Sebuah efek induktif
adalah tarikan kerapatan elektron melalui obligasi σ disebabkan
oleh perbedaan elektronegativitas dalam atom. Ketika kerapatan
elektron ditarik jauh dari muatan negatif melalui obligasi σ (sigma) oleh atom
yang sangat elektronegatif, ini disebut sebagai penarik elektron efek induktif.

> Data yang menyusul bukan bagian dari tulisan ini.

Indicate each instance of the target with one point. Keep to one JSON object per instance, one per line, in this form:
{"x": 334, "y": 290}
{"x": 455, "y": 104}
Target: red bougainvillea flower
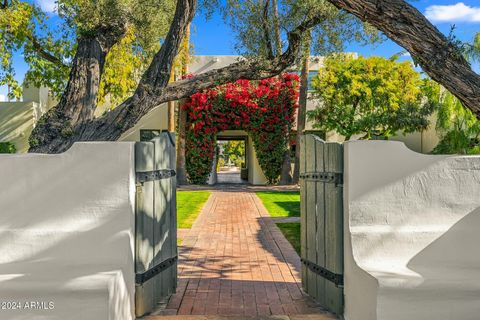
{"x": 264, "y": 108}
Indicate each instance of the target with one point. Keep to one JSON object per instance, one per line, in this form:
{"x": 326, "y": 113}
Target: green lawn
{"x": 189, "y": 204}
{"x": 281, "y": 204}
{"x": 291, "y": 231}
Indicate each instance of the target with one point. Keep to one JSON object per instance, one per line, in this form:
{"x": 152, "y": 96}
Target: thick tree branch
{"x": 112, "y": 125}
{"x": 437, "y": 56}
{"x": 73, "y": 119}
{"x": 266, "y": 30}
{"x": 37, "y": 46}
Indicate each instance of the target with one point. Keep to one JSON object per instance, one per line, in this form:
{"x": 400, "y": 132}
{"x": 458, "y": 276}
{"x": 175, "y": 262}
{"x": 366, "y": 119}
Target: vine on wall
{"x": 265, "y": 109}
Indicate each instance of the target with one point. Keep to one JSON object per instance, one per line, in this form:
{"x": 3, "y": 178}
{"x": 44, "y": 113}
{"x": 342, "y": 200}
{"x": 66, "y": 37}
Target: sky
{"x": 214, "y": 37}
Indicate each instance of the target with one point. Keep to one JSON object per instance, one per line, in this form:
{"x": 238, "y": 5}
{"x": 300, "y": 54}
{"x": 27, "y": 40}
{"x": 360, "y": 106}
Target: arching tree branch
{"x": 37, "y": 46}
{"x": 438, "y": 56}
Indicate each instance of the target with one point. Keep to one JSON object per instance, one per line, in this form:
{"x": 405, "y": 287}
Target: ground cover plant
{"x": 281, "y": 204}
{"x": 189, "y": 205}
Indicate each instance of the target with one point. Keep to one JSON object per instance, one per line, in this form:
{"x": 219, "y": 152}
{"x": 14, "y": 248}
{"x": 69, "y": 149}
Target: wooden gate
{"x": 156, "y": 229}
{"x": 321, "y": 192}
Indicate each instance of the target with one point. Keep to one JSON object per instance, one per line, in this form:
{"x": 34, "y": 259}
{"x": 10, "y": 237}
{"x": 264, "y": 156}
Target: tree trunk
{"x": 78, "y": 103}
{"x": 276, "y": 26}
{"x": 56, "y": 133}
{"x": 171, "y": 108}
{"x": 182, "y": 122}
{"x": 302, "y": 109}
{"x": 438, "y": 56}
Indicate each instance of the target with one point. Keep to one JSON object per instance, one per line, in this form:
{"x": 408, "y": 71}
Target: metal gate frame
{"x": 155, "y": 222}
{"x": 321, "y": 194}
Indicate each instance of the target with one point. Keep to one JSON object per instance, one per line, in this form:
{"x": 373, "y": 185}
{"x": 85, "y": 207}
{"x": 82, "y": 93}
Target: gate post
{"x": 321, "y": 194}
{"x": 156, "y": 230}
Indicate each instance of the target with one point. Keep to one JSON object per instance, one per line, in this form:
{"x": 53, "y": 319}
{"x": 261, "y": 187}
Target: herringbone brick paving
{"x": 235, "y": 261}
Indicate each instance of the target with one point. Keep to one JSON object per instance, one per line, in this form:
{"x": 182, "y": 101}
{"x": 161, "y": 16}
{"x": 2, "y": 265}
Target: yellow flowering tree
{"x": 371, "y": 97}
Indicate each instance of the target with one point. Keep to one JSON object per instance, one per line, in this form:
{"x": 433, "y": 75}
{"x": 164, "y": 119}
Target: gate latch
{"x": 146, "y": 176}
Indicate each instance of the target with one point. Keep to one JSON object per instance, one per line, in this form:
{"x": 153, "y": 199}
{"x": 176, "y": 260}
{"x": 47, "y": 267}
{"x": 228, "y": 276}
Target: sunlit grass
{"x": 281, "y": 204}
{"x": 291, "y": 231}
{"x": 189, "y": 205}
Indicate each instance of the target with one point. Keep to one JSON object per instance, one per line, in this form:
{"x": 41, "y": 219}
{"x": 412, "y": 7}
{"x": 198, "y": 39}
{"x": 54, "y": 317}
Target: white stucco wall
{"x": 67, "y": 233}
{"x": 412, "y": 226}
{"x": 157, "y": 119}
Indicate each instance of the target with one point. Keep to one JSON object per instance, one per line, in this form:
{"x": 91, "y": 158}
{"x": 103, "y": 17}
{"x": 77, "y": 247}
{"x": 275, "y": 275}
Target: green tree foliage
{"x": 458, "y": 127}
{"x": 234, "y": 151}
{"x": 372, "y": 97}
{"x": 251, "y": 20}
{"x": 48, "y": 51}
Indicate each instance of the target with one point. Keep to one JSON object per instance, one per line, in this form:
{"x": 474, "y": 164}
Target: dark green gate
{"x": 321, "y": 189}
{"x": 156, "y": 229}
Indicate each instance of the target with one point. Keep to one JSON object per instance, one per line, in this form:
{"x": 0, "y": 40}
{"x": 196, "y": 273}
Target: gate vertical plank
{"x": 322, "y": 219}
{"x": 311, "y": 221}
{"x": 144, "y": 161}
{"x": 303, "y": 211}
{"x": 164, "y": 233}
{"x": 161, "y": 216}
{"x": 320, "y": 213}
{"x": 334, "y": 227}
{"x": 173, "y": 212}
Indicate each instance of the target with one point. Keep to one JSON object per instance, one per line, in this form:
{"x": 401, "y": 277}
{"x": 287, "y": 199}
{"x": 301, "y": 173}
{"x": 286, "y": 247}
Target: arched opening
{"x": 263, "y": 111}
{"x": 232, "y": 166}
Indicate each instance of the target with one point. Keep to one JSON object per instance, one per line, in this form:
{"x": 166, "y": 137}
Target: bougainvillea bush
{"x": 265, "y": 109}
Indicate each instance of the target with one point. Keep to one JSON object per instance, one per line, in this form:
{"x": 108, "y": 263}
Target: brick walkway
{"x": 234, "y": 261}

atom elektronegatif lebih menstabilkan wilayah kerapatan elektron tinggi oleh
penarik elektron efek induktif. Semakin keelektronegatifan atom dan semakin
dekat untuk situs muatan negatif, semakin besar efeknya.
Selain itu efek
induksi juga disebut Polarisasi satu ikatan yang disebabkan oleh polarisasi
ikatan
tetangga.
Ikatan C-C dalam etana adalah nonpolar
sempurna karena ikatan tersebut
menghubungkan dua atom yang ekuivalen. Akan tetapi ikatan C-C dalam kloroetana
terpolarisasi oleh adanya atom klor elektronegatif. Polarisasi ini sebenarnya adalah
jumlah dari dua efek. Pertama, atom C-1 telah kekurangan sejumlah kerapatan
elektronnya oleh elektronegativitas Cl
yang lebih besar, diganti secara parsial oleh
ikatan C-C yang ada didekatnya
mengakibatkan polarisasi ikatan ini dan suatu muatan positif kecil pada atom C-2.

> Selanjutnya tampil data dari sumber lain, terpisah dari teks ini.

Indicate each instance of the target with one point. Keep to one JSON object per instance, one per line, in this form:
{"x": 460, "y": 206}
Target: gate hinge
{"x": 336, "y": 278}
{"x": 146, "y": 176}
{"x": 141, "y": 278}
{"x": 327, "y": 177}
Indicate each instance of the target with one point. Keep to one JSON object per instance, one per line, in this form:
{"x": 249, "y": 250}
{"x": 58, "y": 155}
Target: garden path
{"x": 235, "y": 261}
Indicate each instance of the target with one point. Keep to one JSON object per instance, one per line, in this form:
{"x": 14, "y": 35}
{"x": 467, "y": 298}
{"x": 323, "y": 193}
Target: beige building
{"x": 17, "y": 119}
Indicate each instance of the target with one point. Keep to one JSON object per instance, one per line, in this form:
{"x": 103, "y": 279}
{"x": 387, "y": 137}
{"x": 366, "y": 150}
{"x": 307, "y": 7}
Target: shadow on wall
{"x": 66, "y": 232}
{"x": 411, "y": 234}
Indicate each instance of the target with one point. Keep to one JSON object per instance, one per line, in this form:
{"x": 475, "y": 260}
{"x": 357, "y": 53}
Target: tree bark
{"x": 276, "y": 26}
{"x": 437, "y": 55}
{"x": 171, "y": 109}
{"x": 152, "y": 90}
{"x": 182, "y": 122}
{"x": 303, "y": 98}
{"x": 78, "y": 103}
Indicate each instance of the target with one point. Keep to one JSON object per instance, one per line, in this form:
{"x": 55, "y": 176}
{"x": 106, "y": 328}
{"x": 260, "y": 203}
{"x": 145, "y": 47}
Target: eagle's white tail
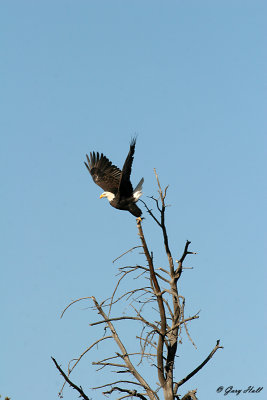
{"x": 137, "y": 193}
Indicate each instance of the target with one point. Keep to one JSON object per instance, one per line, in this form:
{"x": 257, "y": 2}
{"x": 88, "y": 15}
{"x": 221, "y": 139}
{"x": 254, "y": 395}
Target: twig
{"x": 123, "y": 254}
{"x": 79, "y": 389}
{"x": 189, "y": 376}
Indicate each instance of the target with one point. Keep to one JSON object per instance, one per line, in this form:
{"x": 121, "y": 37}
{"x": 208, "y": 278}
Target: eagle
{"x": 115, "y": 182}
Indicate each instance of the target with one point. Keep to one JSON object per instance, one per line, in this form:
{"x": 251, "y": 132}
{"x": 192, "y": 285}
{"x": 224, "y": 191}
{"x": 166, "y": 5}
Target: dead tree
{"x": 158, "y": 308}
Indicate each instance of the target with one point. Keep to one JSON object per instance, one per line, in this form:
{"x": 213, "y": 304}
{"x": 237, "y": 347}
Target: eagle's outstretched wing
{"x": 104, "y": 174}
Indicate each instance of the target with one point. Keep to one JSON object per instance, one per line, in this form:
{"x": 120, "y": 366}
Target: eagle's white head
{"x": 110, "y": 196}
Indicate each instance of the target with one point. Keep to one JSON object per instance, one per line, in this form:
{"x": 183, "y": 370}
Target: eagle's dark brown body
{"x": 115, "y": 182}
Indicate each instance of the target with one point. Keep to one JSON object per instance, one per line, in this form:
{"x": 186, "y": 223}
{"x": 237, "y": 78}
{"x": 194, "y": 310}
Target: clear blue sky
{"x": 78, "y": 76}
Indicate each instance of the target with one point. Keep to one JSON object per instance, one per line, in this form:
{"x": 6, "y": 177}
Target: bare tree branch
{"x": 189, "y": 376}
{"x": 75, "y": 387}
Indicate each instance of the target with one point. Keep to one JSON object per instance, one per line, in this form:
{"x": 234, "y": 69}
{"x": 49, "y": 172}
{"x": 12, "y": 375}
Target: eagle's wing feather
{"x": 104, "y": 173}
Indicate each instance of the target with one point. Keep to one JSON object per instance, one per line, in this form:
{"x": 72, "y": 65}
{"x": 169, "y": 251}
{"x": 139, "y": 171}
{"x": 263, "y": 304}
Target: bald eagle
{"x": 116, "y": 183}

Efek induksi tidak hanya dirasakan oleh ikatan tetangga, namun dapat pula berpengaruh
sampai ikatan yang lebih jauh. Efek ini
berkurang dengan bertambahnya jarak. Polarisasi ikatan C-C menyebabkan pula sedikit
polarisasi tiga ikatan C-H metil.
dalam isomer 13 dan 14, efek induksi atom klor terhadap posisi elektron-elektron di dalam gugus COOH (dan oleh karenanya juga terhadap
keasamannya) seharusnya sama
karena
keterlibatan ikatannya juga sama. Posisi gugus menentukan besarnya efek induksi
yang diberikan.
Gugus
fungsi dapat dikelompokkan sebagai gugus penarik elektron (-I) dan gugus pendorong elektron (+I) relatif terhadap atom hidrogen. Dimana, efek induksi bekerja melalui ruang dan
ikatan sigma. Makin jauh letak gugus/atom yang memiliki efek induksi, makin
kecil pengaruhnya terhadap polarisasi ikatan.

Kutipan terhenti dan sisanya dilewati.